Church, Finuge, Co. Kerry
Co. Kerry |
Churches & Chapels
In the graveyard at Finuge, in the barony of Clanmaurice in north Kerry, a medieval parish church has all but disappeared.
No walls remain above ground, no carved stonework marks the spot. What survives is the memory encoded in a place-name: local people long referred to the site as the "church field", a phrase that quietly insists something significant once stood there, even as the physical evidence has been absorbed into the earth and the surrounding graveyard.
The parish of Finuge, whose Irish name Fionnúig suggests an older Gaelic identity, appears in the documentary record as early as 1302, when a papal taxation of the Diocese of Ardfert valued the church of "Fynwach" at 20 shillings per annum, with tithes assessed at 2 shillings. By 1487 a cleric named Patrick de Curcy was associated with the parish church, then recorded as "Funich". In 1498, in a characteristic piece of late medieval ecclesiastical administration, the rectory was to be united with the diocesan chancellorship for the lifetime of one Thomas Lombrai, possibly Lombard. The 1615 Royal Visitation of the Diocese of Ardfert catches the parish in a telling moment of post-Reformation uncertainty: a minister named John Drea was resident and described as "legens", meaning he was a reader rather than a fully ordained incumbent. The living was valued at five pounds, the bishop was struggling to place proper clergy, and the church's income had been redirected towards the repair of the building itself.
The site's strange afterlife can be traced through two Ordnance Survey maps.

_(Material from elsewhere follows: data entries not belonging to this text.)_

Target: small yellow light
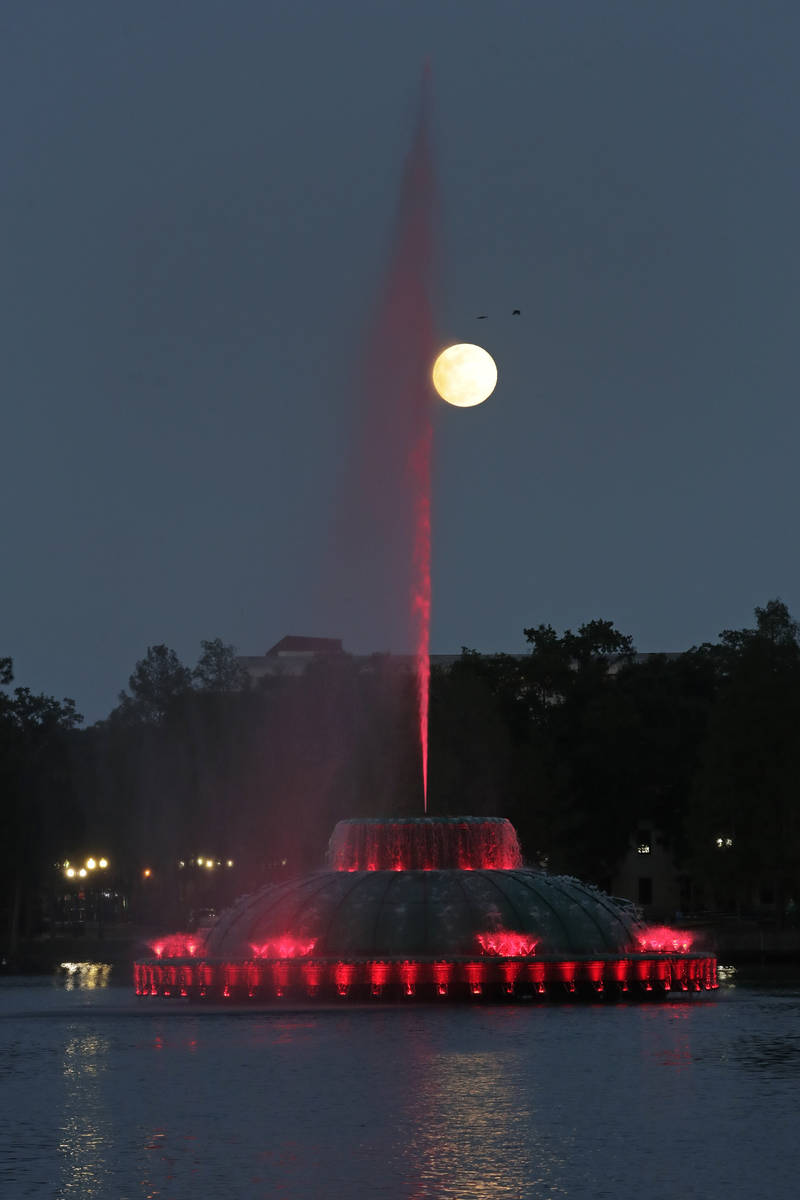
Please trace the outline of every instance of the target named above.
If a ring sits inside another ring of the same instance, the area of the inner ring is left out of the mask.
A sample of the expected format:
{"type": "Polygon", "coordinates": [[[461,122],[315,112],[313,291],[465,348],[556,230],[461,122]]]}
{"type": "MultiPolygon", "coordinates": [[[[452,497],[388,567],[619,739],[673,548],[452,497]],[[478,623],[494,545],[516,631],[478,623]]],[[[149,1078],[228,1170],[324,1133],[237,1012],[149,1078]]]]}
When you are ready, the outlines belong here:
{"type": "Polygon", "coordinates": [[[197,865],[198,865],[198,867],[202,867],[202,865],[203,865],[203,863],[204,863],[204,862],[205,862],[205,859],[204,859],[204,858],[198,858],[198,860],[197,860],[197,865]]]}
{"type": "Polygon", "coordinates": [[[179,867],[185,867],[185,866],[186,866],[186,863],[184,862],[184,860],[183,860],[182,858],[179,858],[179,859],[178,859],[178,866],[179,866],[179,867]]]}
{"type": "Polygon", "coordinates": [[[68,866],[69,866],[69,859],[68,859],[68,858],[65,858],[65,859],[64,859],[64,867],[65,867],[65,869],[66,869],[68,866]]]}
{"type": "Polygon", "coordinates": [[[93,858],[87,858],[86,866],[88,867],[88,869],[90,871],[93,871],[95,869],[95,867],[97,866],[97,863],[94,861],[93,858]]]}
{"type": "Polygon", "coordinates": [[[227,864],[226,864],[226,865],[227,865],[227,866],[229,866],[229,867],[232,867],[232,866],[233,866],[233,859],[232,859],[232,858],[229,858],[229,859],[228,859],[228,862],[227,862],[227,864]]]}
{"type": "Polygon", "coordinates": [[[105,869],[106,869],[106,867],[108,866],[108,859],[107,859],[107,858],[101,858],[101,859],[100,859],[100,866],[102,867],[102,869],[103,869],[103,870],[105,870],[105,869]]]}
{"type": "Polygon", "coordinates": [[[86,878],[86,867],[81,867],[80,871],[78,871],[78,874],[80,875],[81,879],[85,879],[86,878]]]}
{"type": "Polygon", "coordinates": [[[144,875],[145,879],[149,879],[153,872],[149,867],[145,867],[145,869],[142,871],[142,874],[144,875]]]}
{"type": "Polygon", "coordinates": [[[75,878],[75,868],[67,867],[67,875],[69,876],[70,879],[74,879],[75,878]]]}
{"type": "Polygon", "coordinates": [[[207,866],[207,867],[213,867],[213,865],[214,865],[214,860],[213,860],[213,859],[211,859],[211,858],[207,858],[207,859],[206,859],[206,866],[207,866]]]}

On the six-inch survey of 1841 to 1842, the graveyard appears as a roughly square field, approximately 35.5 metres north to south and 36 metres east to west. By the time the same area was mapped again in 1939, the enclosure had grown and changed shape, appearing roughly circular at around 45 by 42 metres. Whether that shift reflects actual changes to the boundary, a difference in surveying method, or something else entirely is not recorded. What remains consistent across both maps is the label "Grave Yard", with no church marked, and no trace of the building that once gave this quiet Kerry townland its place in the Diocese of Ardfert's accounts.